Recensie

Dit is een artikel uit het NRC-archief De artikelen in het archief zijn met behulp van geautomatiseerde technieken voorzien van metadata die de inhoud beschrijven. De resultaten van deze technieken zijn niet altijd correct, we werken aan verbetering. Meer informatie.
Bekijk hele krant

NRC Handelsblad

Cultuur

Recensie Muziek

Verdi op zijn lekkerst in La Forza van Nationale Opera

De Nationale Opera opende zaterdag het seizoen met Verdi’s zelden gespeelde ‘La forza del destino’. Een draak van een opera, maar de productie is fraai en inventief.
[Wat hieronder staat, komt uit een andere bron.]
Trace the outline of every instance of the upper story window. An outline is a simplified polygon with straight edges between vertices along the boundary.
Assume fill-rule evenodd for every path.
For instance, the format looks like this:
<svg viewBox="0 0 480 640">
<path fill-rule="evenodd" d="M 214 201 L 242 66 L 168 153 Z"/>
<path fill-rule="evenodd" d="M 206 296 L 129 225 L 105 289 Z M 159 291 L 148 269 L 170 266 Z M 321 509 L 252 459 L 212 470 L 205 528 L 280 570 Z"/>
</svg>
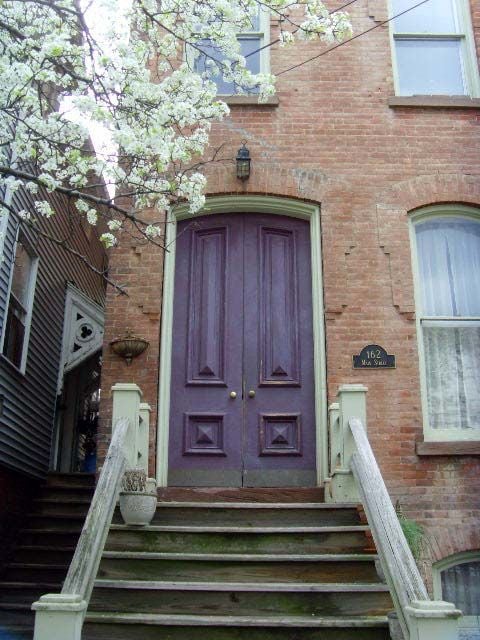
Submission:
<svg viewBox="0 0 480 640">
<path fill-rule="evenodd" d="M 270 16 L 267 11 L 260 10 L 258 15 L 252 18 L 250 29 L 238 33 L 237 40 L 240 44 L 240 53 L 246 58 L 247 69 L 252 73 L 266 73 L 269 71 L 269 48 L 262 49 L 269 42 Z M 230 96 L 238 93 L 238 87 L 233 82 L 224 78 L 222 73 L 222 61 L 225 54 L 213 46 L 210 40 L 201 40 L 198 46 L 204 54 L 195 58 L 194 69 L 198 73 L 209 70 L 209 61 L 218 63 L 218 73 L 213 73 L 211 79 L 217 85 L 217 93 L 220 96 Z M 250 93 L 258 93 L 258 88 L 252 88 Z"/>
<path fill-rule="evenodd" d="M 433 567 L 434 596 L 461 609 L 461 638 L 478 638 L 480 630 L 480 553 L 459 553 Z"/>
<path fill-rule="evenodd" d="M 25 371 L 38 258 L 20 233 L 16 247 L 3 333 L 3 355 Z"/>
<path fill-rule="evenodd" d="M 390 1 L 392 15 L 418 4 Z M 391 25 L 398 95 L 479 95 L 468 0 L 430 0 Z"/>
<path fill-rule="evenodd" d="M 415 218 L 425 440 L 480 439 L 480 217 L 474 211 L 432 208 Z"/>
</svg>

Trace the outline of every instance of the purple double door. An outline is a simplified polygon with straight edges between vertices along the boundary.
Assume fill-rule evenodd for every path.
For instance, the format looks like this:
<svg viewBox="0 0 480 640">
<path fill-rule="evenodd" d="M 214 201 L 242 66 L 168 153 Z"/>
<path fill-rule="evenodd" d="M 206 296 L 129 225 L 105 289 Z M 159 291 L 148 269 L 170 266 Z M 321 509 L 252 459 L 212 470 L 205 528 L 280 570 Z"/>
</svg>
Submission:
<svg viewBox="0 0 480 640">
<path fill-rule="evenodd" d="M 173 322 L 169 485 L 314 486 L 309 224 L 181 222 Z"/>
</svg>

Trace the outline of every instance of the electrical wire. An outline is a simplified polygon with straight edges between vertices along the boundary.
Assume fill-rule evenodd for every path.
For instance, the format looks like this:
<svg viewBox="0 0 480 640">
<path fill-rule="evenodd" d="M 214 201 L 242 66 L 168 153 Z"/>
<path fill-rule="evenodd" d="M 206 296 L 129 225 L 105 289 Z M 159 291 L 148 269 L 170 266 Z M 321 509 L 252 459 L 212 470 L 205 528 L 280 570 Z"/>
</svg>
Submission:
<svg viewBox="0 0 480 640">
<path fill-rule="evenodd" d="M 328 15 L 331 16 L 332 13 L 337 13 L 337 11 L 342 11 L 342 9 L 345 9 L 345 7 L 349 7 L 354 2 L 358 2 L 358 0 L 349 0 L 349 2 L 346 2 L 345 4 L 342 4 L 341 7 L 337 7 L 336 9 L 332 9 L 332 11 L 329 11 Z M 297 29 L 292 31 L 292 33 L 295 34 L 295 33 L 297 33 L 297 31 L 300 31 L 300 27 L 298 27 Z M 259 53 L 260 51 L 263 51 L 264 49 L 268 49 L 269 47 L 273 47 L 273 45 L 277 44 L 277 42 L 280 42 L 280 38 L 276 38 L 275 40 L 272 40 L 271 42 L 267 42 L 267 44 L 264 44 L 263 47 L 259 47 L 258 49 L 255 49 L 254 51 L 250 51 L 250 53 L 247 53 L 245 58 L 250 58 L 250 56 L 253 56 L 256 53 Z"/>
<path fill-rule="evenodd" d="M 410 7 L 408 9 L 405 9 L 404 11 L 401 11 L 400 13 L 397 13 L 396 15 L 392 16 L 391 18 L 388 18 L 388 20 L 383 20 L 383 22 L 379 22 L 378 24 L 374 25 L 373 27 L 370 27 L 370 29 L 367 29 L 366 31 L 362 31 L 361 33 L 357 33 L 356 35 L 352 36 L 351 38 L 348 38 L 348 40 L 343 40 L 342 42 L 339 42 L 338 44 L 334 45 L 333 47 L 330 47 L 330 49 L 326 49 L 325 51 L 317 53 L 316 56 L 312 56 L 311 58 L 308 58 L 308 60 L 304 60 L 303 62 L 299 62 L 298 64 L 295 64 L 292 67 L 289 67 L 288 69 L 284 69 L 283 71 L 279 71 L 276 75 L 277 76 L 281 76 L 284 73 L 288 73 L 289 71 L 293 71 L 293 69 L 298 69 L 298 67 L 302 67 L 304 64 L 308 64 L 309 62 L 312 62 L 313 60 L 317 60 L 317 58 L 321 58 L 322 56 L 327 55 L 327 53 L 330 53 L 330 51 L 334 51 L 335 49 L 338 49 L 339 47 L 343 47 L 344 44 L 348 44 L 349 42 L 352 42 L 352 40 L 356 40 L 357 38 L 360 38 L 361 36 L 364 36 L 366 33 L 370 33 L 374 29 L 378 29 L 378 27 L 383 27 L 383 25 L 387 24 L 388 22 L 391 22 L 392 20 L 395 20 L 395 18 L 399 18 L 400 16 L 403 16 L 405 13 L 408 13 L 409 11 L 412 11 L 412 9 L 416 9 L 417 7 L 420 7 L 422 4 L 425 4 L 426 2 L 429 2 L 429 1 L 430 0 L 422 0 L 422 2 L 419 2 L 419 3 L 415 4 L 415 5 L 413 5 L 413 7 Z"/>
</svg>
Leonora (Eva-Maria Westbroek) & op de stoel Il marchese (James Creswell) & Koor van de Nationale Opera.
Leonora (Eva-Maria Westbroek) & op de stoel Il marchese (James Creswell) & Koor van de Nationale Opera. De Nationale Opera

Je snapt het meteen. Beluister La forza del destino (kracht van het noodlot) en je wordt onherroepelijk getroffen door Verdi’s genie. Hoe hij omineuze onderstromen voelbaar maakt vanuit de contrabassen. Hoe zijn antenne voor spektakel werkt. De tederheid waarmee hij de overgang van het ondermaanse naar het hogere schetst (viool-tremoli, vooruitwijzend naar het Requiem).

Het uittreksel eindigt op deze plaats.